The Killer B’s era of Pittsburgh Steelers football was as disappointing as it was entertaining. Even as Ben Roethlisberger, Le’Veon Bell, Antonio Brown and Martavis Bryant were lighting up the scoreboard on offense, the team never got over the hump to win a championship.

For one unheralded member of the team, it still remains a mystery to this day how those teams were never able to reach a Super Bowl.

“I was on some of the best squads there. We should have been to at least one Super Bowl,” said former Steelers long snapper Kameron Canaday on the Run the Rack Outdoors Podcast. “My first year there was 2017. We had the three B’s: L. Bell, AB and Ben. Martavis Bryant. We were stacked on offense. We had probably one of the best o-lines in the league with Dave DeCastro, Maurkice Pouncey, Al Villanueva, Ramon Foster. Those guys were just veteran beasts.”

Canaday joined the Steelers in 2017 and won the starting long snapping job by beating out rookie draft pick Colin Holba. It was Canaday’s second NFL season after playing three games for the Arizona Cardinals in 2016 but being released after multiple bad snaps.

Canaday joined a Steelers team that was coming off an AFC Championship game loss the previous season. Despite posting a 13-3 record in the regular season and securing the number two seed in the AFC playoffs, the Steelers lost their first playoff game 45-42 against the Jacksonville Jaguars in the divisional round.

“We had no business losing to those guys,” Canaday said of the Jacksonville loss. “That was a heartbreaker.”

While that Jaguars team had a great defense, the disappointing part of the loss was allowing 45 points to an offense led by Blake Bortles. Leonard Fournette was also unstoppable on the ground, racking up over 100 yards rushing and scoring 3 touchdowns.

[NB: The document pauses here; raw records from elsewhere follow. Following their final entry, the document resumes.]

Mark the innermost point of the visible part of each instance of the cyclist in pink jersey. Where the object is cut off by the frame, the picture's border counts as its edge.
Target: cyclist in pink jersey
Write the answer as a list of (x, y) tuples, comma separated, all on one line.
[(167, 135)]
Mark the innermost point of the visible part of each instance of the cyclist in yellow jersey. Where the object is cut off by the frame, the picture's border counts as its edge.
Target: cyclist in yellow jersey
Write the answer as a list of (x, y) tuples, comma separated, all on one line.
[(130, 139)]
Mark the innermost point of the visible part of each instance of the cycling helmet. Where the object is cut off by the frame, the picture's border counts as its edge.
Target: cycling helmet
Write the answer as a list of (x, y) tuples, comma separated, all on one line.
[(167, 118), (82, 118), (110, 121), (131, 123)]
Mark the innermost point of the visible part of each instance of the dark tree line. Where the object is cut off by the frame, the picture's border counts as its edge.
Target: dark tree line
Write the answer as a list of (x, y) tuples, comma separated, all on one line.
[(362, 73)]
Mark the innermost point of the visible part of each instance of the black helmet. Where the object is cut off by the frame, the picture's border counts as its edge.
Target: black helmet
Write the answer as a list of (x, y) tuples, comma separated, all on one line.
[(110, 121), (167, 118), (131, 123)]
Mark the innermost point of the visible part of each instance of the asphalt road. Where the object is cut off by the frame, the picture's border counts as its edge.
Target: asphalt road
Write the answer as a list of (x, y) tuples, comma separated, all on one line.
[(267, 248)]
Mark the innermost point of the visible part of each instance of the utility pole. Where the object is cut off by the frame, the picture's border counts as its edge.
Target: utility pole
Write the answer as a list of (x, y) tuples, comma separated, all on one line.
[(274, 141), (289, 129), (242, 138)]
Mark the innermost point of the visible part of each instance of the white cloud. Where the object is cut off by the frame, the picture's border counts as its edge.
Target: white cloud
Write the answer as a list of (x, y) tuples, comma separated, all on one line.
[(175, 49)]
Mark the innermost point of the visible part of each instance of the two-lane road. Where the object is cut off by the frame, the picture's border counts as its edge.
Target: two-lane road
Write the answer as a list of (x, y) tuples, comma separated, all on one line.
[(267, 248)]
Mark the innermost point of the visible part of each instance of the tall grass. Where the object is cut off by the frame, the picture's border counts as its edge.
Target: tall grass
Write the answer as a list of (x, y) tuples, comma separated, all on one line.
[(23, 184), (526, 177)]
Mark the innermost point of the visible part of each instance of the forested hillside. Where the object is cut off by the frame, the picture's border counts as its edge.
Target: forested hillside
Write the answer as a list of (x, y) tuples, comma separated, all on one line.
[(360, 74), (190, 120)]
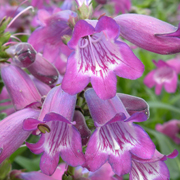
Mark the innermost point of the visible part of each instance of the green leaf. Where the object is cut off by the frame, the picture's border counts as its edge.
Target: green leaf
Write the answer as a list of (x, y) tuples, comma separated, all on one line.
[(28, 164), (166, 147), (156, 104), (5, 168), (2, 116), (18, 152)]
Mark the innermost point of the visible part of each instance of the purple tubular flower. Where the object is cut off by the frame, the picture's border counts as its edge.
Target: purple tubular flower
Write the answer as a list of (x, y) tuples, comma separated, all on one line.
[(9, 107), (165, 74), (154, 168), (171, 129), (99, 57), (134, 104), (20, 87), (149, 33), (122, 6), (63, 138), (116, 138), (47, 73), (53, 27), (80, 2), (82, 127), (12, 135)]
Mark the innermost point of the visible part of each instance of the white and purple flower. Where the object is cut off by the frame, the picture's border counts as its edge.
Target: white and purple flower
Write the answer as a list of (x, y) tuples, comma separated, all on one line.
[(116, 138), (98, 57)]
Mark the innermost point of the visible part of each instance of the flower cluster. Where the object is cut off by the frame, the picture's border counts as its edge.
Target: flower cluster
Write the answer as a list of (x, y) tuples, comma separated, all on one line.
[(66, 73)]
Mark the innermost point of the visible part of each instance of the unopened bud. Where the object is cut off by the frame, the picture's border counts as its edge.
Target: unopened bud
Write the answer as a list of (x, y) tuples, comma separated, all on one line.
[(23, 54)]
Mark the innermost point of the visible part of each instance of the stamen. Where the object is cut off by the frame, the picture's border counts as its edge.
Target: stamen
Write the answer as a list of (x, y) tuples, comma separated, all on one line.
[(116, 145), (19, 6), (14, 37), (26, 9), (85, 45), (9, 43), (21, 34), (98, 39)]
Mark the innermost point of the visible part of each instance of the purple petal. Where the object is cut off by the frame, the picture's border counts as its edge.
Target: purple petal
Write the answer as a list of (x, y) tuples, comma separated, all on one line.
[(130, 67), (105, 172), (82, 127), (95, 157), (81, 29), (172, 34), (149, 79), (42, 87), (141, 30), (103, 110), (120, 163), (23, 54), (42, 16), (30, 124), (105, 87), (170, 86), (48, 163), (37, 148), (134, 104), (63, 140), (73, 154), (74, 81), (171, 129), (57, 101), (108, 26), (55, 117), (158, 89), (144, 147), (137, 117), (154, 171), (34, 175), (12, 134), (47, 73), (116, 118), (175, 63), (24, 92)]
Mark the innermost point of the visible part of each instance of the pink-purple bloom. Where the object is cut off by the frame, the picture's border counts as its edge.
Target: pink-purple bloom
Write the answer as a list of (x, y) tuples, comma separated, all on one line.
[(98, 57), (20, 87), (166, 74), (116, 138), (12, 134), (63, 139), (149, 33), (171, 129), (154, 168), (47, 38)]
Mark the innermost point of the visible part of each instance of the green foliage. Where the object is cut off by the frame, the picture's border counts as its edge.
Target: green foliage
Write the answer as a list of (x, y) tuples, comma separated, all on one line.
[(5, 168), (28, 164), (4, 37), (167, 146)]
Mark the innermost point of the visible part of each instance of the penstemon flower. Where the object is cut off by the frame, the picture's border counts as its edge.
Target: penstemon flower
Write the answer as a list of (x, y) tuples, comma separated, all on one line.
[(62, 138), (154, 168), (149, 33), (12, 135), (171, 129), (165, 75), (116, 138), (98, 57)]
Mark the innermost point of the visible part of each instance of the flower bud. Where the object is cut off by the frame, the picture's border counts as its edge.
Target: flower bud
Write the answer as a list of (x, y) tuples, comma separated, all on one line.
[(23, 54)]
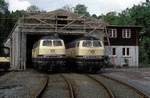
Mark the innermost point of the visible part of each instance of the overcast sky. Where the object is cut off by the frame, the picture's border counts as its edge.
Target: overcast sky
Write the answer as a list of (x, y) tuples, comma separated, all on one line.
[(94, 6)]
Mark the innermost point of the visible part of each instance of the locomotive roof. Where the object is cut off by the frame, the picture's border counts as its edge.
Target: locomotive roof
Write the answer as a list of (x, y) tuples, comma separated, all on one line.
[(88, 38), (50, 37)]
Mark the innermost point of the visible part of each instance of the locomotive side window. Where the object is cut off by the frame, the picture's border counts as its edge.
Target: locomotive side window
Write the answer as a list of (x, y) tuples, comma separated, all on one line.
[(57, 43), (77, 44), (47, 43), (87, 43), (97, 44)]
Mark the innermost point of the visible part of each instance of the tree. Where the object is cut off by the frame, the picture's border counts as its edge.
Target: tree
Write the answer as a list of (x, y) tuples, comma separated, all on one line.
[(95, 16), (33, 9), (67, 8), (81, 10), (3, 7)]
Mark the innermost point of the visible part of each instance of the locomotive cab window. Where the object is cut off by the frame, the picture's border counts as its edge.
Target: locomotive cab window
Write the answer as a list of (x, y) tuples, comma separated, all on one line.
[(87, 43), (47, 43), (126, 33), (97, 44), (94, 43), (57, 43)]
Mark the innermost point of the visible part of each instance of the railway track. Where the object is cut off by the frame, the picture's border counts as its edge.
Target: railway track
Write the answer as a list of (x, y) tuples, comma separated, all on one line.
[(58, 86), (70, 87)]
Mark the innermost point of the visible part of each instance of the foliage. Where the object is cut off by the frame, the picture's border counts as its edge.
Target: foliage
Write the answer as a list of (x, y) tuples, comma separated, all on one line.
[(33, 9), (67, 8)]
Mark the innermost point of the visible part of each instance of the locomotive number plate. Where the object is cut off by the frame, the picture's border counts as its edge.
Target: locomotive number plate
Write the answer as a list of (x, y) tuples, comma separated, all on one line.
[(52, 51), (92, 51)]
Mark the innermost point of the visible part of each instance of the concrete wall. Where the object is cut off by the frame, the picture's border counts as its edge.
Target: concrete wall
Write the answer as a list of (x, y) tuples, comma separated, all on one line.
[(119, 59)]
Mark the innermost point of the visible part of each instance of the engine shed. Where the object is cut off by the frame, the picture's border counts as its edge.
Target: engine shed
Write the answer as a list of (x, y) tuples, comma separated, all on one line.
[(29, 29)]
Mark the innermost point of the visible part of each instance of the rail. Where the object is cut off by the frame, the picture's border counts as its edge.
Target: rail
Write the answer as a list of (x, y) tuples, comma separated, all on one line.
[(101, 84)]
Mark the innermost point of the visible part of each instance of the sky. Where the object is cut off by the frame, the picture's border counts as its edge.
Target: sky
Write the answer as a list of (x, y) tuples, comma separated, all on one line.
[(93, 6)]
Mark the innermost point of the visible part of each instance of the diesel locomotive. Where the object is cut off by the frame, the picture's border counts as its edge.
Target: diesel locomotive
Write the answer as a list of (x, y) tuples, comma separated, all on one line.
[(48, 54), (85, 54), (4, 58)]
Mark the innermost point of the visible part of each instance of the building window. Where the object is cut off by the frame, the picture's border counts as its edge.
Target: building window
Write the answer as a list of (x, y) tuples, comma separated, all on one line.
[(125, 51), (112, 33), (113, 51), (126, 33)]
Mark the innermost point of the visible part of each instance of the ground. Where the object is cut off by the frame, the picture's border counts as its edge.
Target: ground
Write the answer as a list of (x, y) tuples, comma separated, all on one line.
[(138, 77)]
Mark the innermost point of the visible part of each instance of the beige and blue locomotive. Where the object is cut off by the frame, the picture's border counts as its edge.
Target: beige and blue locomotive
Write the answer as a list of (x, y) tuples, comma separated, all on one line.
[(48, 54), (4, 58), (85, 54)]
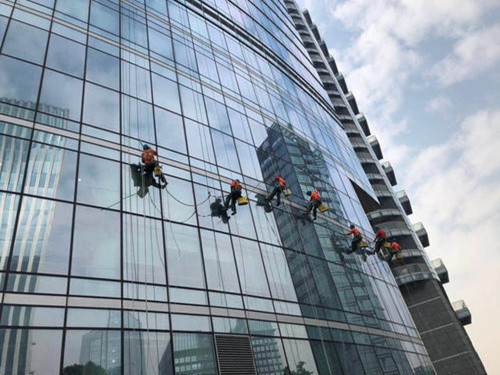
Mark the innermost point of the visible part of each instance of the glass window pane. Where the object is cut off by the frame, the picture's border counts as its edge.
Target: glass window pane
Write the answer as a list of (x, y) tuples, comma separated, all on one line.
[(143, 254), (95, 288), (37, 284), (184, 263), (26, 42), (20, 81), (61, 92), (270, 355), (98, 181), (96, 244), (190, 323), (43, 237), (13, 154), (51, 172), (219, 262), (278, 273), (137, 121), (32, 316), (196, 351), (250, 268), (101, 107), (136, 81), (166, 93), (199, 141), (170, 130), (92, 352), (300, 356), (147, 353), (66, 55), (104, 18), (78, 9), (230, 325), (94, 318), (103, 68), (38, 351), (7, 218), (181, 208)]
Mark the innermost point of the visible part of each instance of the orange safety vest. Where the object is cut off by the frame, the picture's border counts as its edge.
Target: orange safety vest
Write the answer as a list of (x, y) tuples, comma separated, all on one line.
[(235, 185), (315, 196), (148, 156), (355, 232), (395, 246), (280, 181)]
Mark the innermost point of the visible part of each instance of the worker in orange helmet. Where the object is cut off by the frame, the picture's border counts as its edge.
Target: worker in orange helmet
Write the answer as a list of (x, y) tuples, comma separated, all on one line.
[(150, 163), (356, 239), (233, 196), (279, 187), (314, 203), (380, 239), (394, 250)]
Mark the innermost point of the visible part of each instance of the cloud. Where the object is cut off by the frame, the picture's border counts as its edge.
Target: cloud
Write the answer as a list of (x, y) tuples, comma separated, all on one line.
[(439, 103), (473, 54), (454, 191)]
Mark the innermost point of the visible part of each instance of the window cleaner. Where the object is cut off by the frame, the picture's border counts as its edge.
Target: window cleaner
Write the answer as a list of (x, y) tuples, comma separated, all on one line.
[(314, 203), (279, 187), (151, 164), (380, 239), (394, 250), (234, 196), (218, 210)]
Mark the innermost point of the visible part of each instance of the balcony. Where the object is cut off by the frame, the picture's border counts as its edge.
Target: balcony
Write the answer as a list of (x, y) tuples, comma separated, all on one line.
[(384, 212), (462, 312), (342, 83), (358, 143), (421, 233), (389, 172), (333, 65), (363, 123), (412, 272), (352, 102), (375, 147), (405, 201), (395, 228), (441, 270), (381, 190)]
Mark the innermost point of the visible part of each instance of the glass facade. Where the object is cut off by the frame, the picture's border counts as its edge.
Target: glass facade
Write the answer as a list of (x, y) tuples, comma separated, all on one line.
[(97, 280)]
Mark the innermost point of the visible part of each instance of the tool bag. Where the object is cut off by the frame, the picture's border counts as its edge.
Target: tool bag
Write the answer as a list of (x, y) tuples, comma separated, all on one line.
[(242, 201), (157, 171)]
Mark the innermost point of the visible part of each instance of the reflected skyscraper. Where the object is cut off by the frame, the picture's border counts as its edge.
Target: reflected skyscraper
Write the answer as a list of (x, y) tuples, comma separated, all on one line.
[(159, 284)]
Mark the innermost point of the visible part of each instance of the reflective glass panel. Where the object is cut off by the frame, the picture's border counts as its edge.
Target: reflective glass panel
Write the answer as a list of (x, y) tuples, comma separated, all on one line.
[(147, 353), (43, 237), (61, 92), (66, 56), (92, 352), (26, 42), (37, 351), (194, 353), (96, 244)]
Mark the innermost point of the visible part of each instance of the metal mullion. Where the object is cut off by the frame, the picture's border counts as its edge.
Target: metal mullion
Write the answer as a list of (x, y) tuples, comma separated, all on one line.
[(75, 192)]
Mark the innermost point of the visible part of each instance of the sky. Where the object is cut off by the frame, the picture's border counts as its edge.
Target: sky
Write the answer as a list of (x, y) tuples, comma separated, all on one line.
[(426, 74)]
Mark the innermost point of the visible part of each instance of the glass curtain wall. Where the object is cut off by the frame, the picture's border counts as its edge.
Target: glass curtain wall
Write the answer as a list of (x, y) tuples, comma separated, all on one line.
[(98, 279)]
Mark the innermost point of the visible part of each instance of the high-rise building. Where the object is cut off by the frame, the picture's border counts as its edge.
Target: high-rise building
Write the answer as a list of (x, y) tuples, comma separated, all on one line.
[(97, 279), (439, 322)]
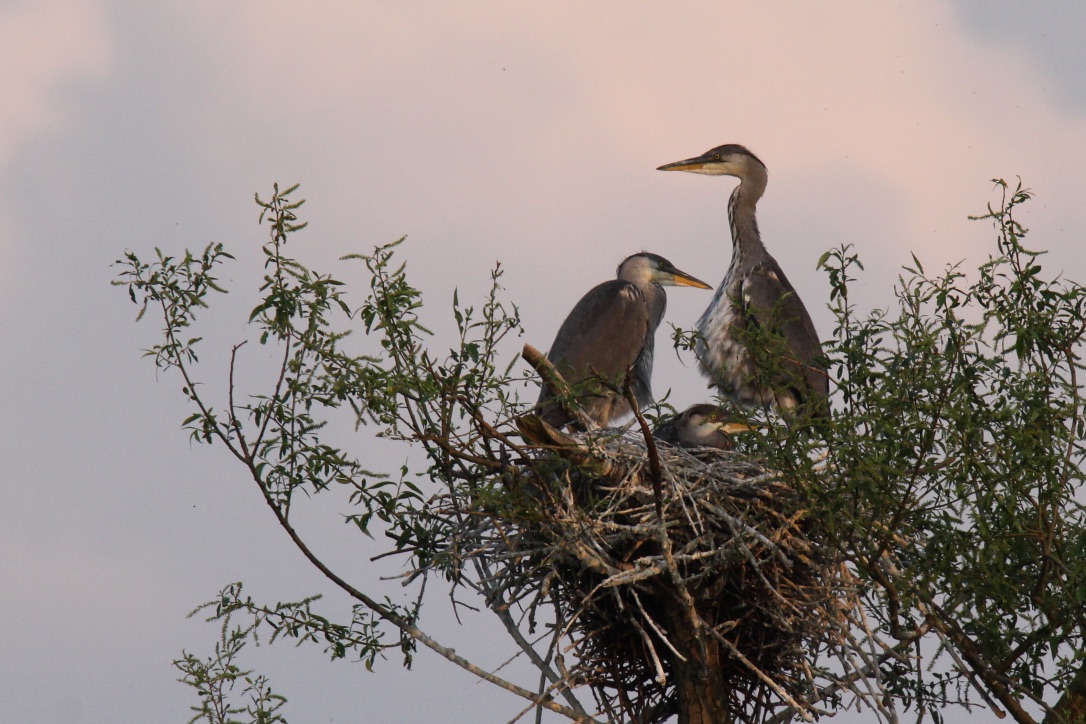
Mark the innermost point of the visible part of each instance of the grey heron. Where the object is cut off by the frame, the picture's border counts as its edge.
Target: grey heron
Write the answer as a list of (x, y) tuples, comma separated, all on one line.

The following season was the beginning of the end for the Killer B’s in Pittsburgh. Le’Veon Bell refused to sign the franchise tag and sat out the 2018 season. Antonio Brown was benched for the Steelers’ final game of the season after skipping practice and was traded in the offseason.

Pittsburgh finished with a 9-6-1 record and failed to make the playoffs.

Canaday would remain the Steelers’ long snapper through the 2020 season. He was part of a consistent special teams trio with Chris Boswell and Jordan Berry until he was released during roster cut down in 2021 after being beaten out by Christian Kuntz. In his four seasons in Pittsburgh, despite being on talented teams and making the playoffs twice, Canaday never won a playoff game.

The Killer B’s era produced highlight after highlight, but never the postseason breakthrough that many expected. For Canaday and others in that locker room, especially as the playoff win drought continues to grow, it remains one of the biggest “what-ifs” in recent Steelers history.